Kahve yalnızca bir içecek değil aynı zamanda  bir yaşam tarzı, bir kültür ve bazen de küçük bir dramadır. Sabah uyandığımızda bir çoğumuzun yaptığı ilk iş bir fincan kahve içmek. Sabahları kendimize  “Bir fincan kahve olmadan nasıl başlarım?” diye sorduğumuzda aslında bir yeni ir hikayeye atıyoruz kendimizi.

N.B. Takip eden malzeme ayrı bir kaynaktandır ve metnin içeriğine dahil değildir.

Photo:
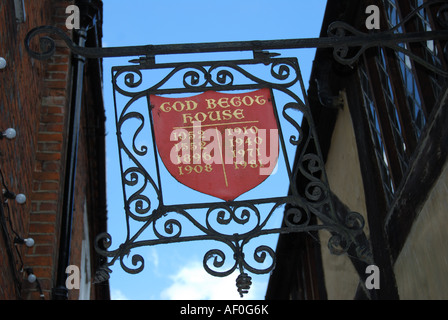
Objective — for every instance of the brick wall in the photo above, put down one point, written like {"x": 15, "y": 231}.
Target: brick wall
{"x": 21, "y": 90}
{"x": 35, "y": 100}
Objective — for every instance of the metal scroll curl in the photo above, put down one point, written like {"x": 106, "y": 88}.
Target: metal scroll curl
{"x": 234, "y": 227}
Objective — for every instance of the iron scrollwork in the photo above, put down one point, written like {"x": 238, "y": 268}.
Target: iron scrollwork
{"x": 307, "y": 208}
{"x": 221, "y": 219}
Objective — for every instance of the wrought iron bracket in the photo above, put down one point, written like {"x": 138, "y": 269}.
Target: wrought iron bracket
{"x": 306, "y": 210}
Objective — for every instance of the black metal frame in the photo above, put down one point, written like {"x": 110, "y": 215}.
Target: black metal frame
{"x": 300, "y": 205}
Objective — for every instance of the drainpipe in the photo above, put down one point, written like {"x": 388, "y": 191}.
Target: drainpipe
{"x": 60, "y": 291}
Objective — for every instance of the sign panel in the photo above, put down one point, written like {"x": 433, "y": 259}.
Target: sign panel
{"x": 217, "y": 143}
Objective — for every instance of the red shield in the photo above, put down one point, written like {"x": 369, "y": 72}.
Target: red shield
{"x": 216, "y": 143}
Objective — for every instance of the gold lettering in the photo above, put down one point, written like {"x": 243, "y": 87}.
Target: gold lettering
{"x": 260, "y": 100}
{"x": 238, "y": 113}
{"x": 211, "y": 104}
{"x": 223, "y": 103}
{"x": 191, "y": 105}
{"x": 227, "y": 115}
{"x": 162, "y": 107}
{"x": 235, "y": 101}
{"x": 217, "y": 113}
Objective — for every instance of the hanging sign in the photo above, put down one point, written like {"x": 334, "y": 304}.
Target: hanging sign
{"x": 217, "y": 143}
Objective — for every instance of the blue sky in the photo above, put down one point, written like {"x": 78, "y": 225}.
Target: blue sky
{"x": 175, "y": 271}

Her kahve tutkununun hayatında birer dönüm noktası vardır. İlk olarak Türk Kahvesiyle başlayan yolculuk, biraz farklı şeyler deneme isteğiyle, bizi farklı kahve çeşitlerine götürür. Önce Türk Kahvesi, ardından latte, mocha ve cappuccino derken başka dünyalara adım atarız. Nihayetinde bu başka kahve alışkanlıkları baristalar ile tatlı anlar yaşamamıza sebep olur. Bir gün kahve sipariş verirken "Sıcak, soğuk, badem sütü ile, vanilya şurubu ekleyin, lütfen!" demek zorunda kalabiliriz. İşte o zaman kahvenin komedi kısmı başlar. Barista ile yaşanan tatlı atışmalar, arkadaşlarınızla yaptığınız ‘Siparişimiz acaba kaç dakikada hazırlanır?’ konuşmaları kahve içmenin en tatlı yanlarından biridir belki de.

Kahve komik anların yanı sıra, sohbetlerin de vazgeçilmez bir parçasıdır. Derin sırların paylaşıldığı, ‘Bir kahvenin kırk yıl hatırı vardır’dan yola çıkarak anlatılan üzücü olaylar. Kahvenin aslında yaşantımızda yeri say say bitmez. Arkadaşlarla bakılan kahve falları veya ritüelleri hayatımıza renk katan küçük detaylardır. Unutmayın kahveyle başlayan günler kahramanlık hikayesine dönüşebilir! Hayat kahve kadar keyifli, acı ve sürprizlerle doludur.